Dollars sent home by expatriate Filipinos rose during the first four months of the year, driven by the growth in remittances from both land- and sea-based workers, the central bank reported on Monday.
The Bangko Sentral ng Pilipinas said that personal remittances from overseas Filipinos for the first four months of the year totaled $10.4 billion, 4-percent higher than the level recorded in the comparable period in 2017.
For April 2018 alone, remittances increased by 12.9 percent year-on-year to $2.6 billion.
“The continued growth in personal remittances during the first four months of 2018 was driven by steady remittance inflows from land-based overseas Filipino workers with work contracts of one year or more, which aggregated to $8.1 billion, and compensation of sea-based workers and land-based workers with short-term contracts, which reached $2.1 billion,” BSP Governor Nestor Espenilla Jr. said.
Cash remittances from overseas workers coursed through banks jumped 12.7 percent year-on-year growth at $2.3 billion in April 2018. Remittances sent by land-based workers at $1.8 billion and sea-based workers at $500 million increased by 15.1 percent and 4.8 percent, respectively, compared to the levels posted in the same month a year ago.
The primary contributors to the growth in remittances during the month were the United States with 4.2 percentage points contribution to the 12.7 growth, Canada (1.9 percentage points) and Singapore (1 percentage point).
The increase in cash remittances in April brought the cumulative cash remittances for the first four months of the year to $9.4 billion, higher by 3.5 percent year-on-year.
By country source, the bulk of cash remittances during the period came from the United States, Saudi Arabia, United Arab Emirates (UAE), Japan, Singapore, United Kingdom, Canada, Germany, Qatar and Kuwait.

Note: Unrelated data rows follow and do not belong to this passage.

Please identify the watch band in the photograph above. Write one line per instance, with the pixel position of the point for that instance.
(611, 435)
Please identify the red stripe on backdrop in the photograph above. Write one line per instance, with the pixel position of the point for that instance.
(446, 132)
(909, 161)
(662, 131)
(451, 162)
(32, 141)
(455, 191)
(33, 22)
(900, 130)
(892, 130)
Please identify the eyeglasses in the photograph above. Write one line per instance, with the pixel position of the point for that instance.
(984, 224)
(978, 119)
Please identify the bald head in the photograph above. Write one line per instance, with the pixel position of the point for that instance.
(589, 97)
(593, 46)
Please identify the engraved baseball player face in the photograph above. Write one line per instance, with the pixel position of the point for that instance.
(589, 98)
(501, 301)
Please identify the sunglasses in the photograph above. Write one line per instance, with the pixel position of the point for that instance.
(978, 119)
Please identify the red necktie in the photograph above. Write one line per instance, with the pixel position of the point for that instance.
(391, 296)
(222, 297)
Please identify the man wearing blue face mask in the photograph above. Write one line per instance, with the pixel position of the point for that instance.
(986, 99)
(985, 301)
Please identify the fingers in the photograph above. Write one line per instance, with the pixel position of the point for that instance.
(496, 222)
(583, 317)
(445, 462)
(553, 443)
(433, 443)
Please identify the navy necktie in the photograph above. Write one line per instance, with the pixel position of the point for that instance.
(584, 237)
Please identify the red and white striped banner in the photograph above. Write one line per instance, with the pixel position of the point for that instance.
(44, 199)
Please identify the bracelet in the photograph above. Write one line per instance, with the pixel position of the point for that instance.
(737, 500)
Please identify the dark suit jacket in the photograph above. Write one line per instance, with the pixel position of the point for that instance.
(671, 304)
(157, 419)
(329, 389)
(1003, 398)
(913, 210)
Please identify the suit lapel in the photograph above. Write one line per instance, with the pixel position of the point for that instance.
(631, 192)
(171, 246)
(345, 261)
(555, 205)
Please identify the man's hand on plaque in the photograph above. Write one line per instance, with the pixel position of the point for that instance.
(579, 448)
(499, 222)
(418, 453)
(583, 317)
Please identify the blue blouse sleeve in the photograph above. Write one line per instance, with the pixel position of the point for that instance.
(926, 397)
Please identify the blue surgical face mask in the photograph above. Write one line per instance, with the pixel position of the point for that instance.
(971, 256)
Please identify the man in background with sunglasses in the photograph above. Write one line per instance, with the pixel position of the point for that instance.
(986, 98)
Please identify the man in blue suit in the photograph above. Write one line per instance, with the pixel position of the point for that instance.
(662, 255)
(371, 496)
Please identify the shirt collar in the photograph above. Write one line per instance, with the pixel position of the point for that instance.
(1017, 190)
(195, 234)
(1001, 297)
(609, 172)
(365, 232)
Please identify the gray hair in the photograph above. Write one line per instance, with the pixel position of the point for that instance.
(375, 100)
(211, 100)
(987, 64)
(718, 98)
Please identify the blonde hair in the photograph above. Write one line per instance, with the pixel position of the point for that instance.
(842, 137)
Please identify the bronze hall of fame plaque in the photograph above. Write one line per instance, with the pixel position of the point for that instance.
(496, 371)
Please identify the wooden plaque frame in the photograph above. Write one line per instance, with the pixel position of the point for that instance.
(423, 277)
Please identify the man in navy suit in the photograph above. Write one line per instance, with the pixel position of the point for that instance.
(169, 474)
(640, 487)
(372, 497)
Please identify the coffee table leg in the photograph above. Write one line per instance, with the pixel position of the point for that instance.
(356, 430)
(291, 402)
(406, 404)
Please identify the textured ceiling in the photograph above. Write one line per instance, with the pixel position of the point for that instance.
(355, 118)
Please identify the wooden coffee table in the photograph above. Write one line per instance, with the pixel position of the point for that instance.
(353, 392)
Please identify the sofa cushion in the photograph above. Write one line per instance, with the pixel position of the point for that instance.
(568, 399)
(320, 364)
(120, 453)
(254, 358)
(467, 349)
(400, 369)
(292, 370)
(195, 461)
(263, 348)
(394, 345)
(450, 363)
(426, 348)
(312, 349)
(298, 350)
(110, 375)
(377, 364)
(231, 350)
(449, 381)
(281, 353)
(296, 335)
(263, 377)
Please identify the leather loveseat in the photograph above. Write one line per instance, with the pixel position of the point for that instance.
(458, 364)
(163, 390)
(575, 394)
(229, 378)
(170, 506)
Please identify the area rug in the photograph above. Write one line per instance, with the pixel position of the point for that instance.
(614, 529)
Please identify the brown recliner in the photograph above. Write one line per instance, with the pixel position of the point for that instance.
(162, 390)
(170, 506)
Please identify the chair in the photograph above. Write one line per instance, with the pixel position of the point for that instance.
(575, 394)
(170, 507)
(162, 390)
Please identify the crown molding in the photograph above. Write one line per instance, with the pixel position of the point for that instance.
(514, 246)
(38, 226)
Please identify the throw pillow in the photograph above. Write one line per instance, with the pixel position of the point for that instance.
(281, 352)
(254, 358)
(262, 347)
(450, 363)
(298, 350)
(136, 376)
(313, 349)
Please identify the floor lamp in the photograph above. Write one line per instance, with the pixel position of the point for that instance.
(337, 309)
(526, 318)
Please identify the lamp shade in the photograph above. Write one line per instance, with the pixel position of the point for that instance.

The combined remittances from these countries accounted for almost 80 percent of total cash remittances.
Personal remittances represent the sum of net compensation of employees, personal transfers (i.e., all current transfers in cash or in kind by Filipinos with work contracts of a year or more as well as other household-to-household transfers between Filipinos who have migrated abroad and their families in the Philippines), and capital transfers between households (i.e., the provision of resources for capital purposes).